Imagem do Comitê Intergovernamental Coordenador dos Países da Bacia do Prata (CIC).
Artigo por Henrique Castro Barbosa
Graduando em geografia pela Universidade de São Paulo. Bolsista CNPq de Iniciação Científica, estudando cooperação internacional hídrica na Bacia do Prata. Pesquisador membro do Laboratório de Geografia Política do Departamento de Geografia da USP (GEOPO-USP), onde participa do projeto “Expandindo a cooperação internacional e a capacitação em matéria de recursos hídricos (CIRCH)”. Email:henrique.castro.barbosa@usp.br.
As águas não obedecem a fronteiras. Entre todas as bacias hidrográficas do planeta, quase metade delas não se limita a apenas um país. Como este é um recurso essencial para a manutenção da vida e da sociedade global em diversos usos, como na produção de alimentos, produtos industriais, bem como garantir o equilíbrio de diversos sistemas ambientais, sua gestão adequada é essencial. Essa necessidade se acentua em um contexto de mudanças climáticas, que alteram, muitas vezes de maneira drástica, o ciclo da água por todo o planeta, demandando um esforço conjunto de nações que dividem bacias e aquíferos. Por ser um importante bem econômico, ambiental e social, a água não raramente é objeto de ambições políticas, o que pode gerar desafios para um projeto de cooperação hídrica entre os seus participantes. Para que tais acordos sejam bem-sucedidos e garantam o cumprimento de metas de bem comum, é essencial que possíveis divergências políticas sejam superadas, o que se trata de um importante desafio dentro dos contextos de cooperação hídrica.
O artigo tem como objetivo central fazer uma análise da cooperação hídrica na Bacia do Prata, dada sua importância social, econômica e política, o que a configura como região de interesses estratégicos para os países que dela fazem parte. O texto dará especial ênfase ao papel da construção institucional na formação dos arranjos cooperativos para as águas do Prata.

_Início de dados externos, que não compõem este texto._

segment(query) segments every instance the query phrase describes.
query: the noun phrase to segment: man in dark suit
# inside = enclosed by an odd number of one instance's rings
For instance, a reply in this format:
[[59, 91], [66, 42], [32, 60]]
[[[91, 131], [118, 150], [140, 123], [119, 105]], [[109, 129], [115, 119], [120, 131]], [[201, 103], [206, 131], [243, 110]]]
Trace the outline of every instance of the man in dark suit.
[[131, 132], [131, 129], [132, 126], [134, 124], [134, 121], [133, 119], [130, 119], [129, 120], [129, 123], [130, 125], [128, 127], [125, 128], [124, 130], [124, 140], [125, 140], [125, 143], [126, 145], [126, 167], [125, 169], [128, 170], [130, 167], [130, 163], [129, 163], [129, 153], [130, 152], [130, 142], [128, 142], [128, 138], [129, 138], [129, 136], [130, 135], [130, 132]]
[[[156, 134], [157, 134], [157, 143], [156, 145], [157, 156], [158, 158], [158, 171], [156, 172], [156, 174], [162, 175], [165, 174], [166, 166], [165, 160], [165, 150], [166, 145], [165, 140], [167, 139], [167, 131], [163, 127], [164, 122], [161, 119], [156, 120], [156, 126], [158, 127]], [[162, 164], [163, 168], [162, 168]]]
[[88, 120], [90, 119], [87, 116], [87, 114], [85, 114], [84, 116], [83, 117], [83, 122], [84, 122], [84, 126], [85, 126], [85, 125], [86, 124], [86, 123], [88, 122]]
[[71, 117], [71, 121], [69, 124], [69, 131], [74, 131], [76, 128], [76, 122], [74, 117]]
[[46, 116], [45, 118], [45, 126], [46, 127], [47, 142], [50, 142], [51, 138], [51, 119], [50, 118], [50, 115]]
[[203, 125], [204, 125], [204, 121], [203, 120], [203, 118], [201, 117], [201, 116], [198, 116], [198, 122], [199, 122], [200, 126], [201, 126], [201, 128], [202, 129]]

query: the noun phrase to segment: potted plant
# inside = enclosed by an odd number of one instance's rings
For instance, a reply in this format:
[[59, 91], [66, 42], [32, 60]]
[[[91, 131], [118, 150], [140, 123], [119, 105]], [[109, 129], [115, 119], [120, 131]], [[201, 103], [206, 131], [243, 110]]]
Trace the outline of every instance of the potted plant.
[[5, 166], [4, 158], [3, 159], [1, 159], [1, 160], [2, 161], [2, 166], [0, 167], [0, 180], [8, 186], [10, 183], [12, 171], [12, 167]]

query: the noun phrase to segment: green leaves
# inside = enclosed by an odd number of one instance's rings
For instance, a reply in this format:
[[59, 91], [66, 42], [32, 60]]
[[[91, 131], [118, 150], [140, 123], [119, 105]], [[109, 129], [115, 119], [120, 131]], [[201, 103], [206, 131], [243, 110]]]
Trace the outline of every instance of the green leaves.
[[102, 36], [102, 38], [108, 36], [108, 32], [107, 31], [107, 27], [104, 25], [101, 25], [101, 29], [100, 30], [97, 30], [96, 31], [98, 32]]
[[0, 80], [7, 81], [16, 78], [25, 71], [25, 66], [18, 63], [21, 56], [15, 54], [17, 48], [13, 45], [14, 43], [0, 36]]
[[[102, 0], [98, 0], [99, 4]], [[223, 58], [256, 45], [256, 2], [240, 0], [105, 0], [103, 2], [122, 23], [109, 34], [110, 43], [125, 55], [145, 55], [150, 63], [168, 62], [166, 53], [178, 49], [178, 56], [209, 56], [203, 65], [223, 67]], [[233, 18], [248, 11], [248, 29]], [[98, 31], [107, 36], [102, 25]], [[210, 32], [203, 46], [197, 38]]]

A cooperação internacional hídrica é caracterizada como heterogênea devido às particularidades de cada bacia, as quais possuem aspectos geográficos, sociais e econômicos distintos. Contudo, nota-se que um ponto em comum entre os acordos é a importância em haver institucionalidade sólida para que os objetivos pretendidos sejam alcançados. Os processos de integração regional podem afetar positivamente a construção institucional de determinados arranjos para a temática hídrica (TELAROLLI, 2021).
A Bacia do Prata, localizada em uma área que compreende territórios de Argentina, Bolívia, Brasil, Paraguai e Uruguai, conta com um programa de cooperação intergovenamental organizado pelo Comitê Intergovernamental Coordenador dos Países da Bacia do Rio da Prata (CIC), fundado no final da década de 1960. É através dessa instituição que “os cinco países coadministram a bacia através de uma rede de tratados internacionais, regionais e de agências domésticas, e de numerosos projetos cooperativos” (ALACANIZ e BERNARBO, 2016. p. 1121).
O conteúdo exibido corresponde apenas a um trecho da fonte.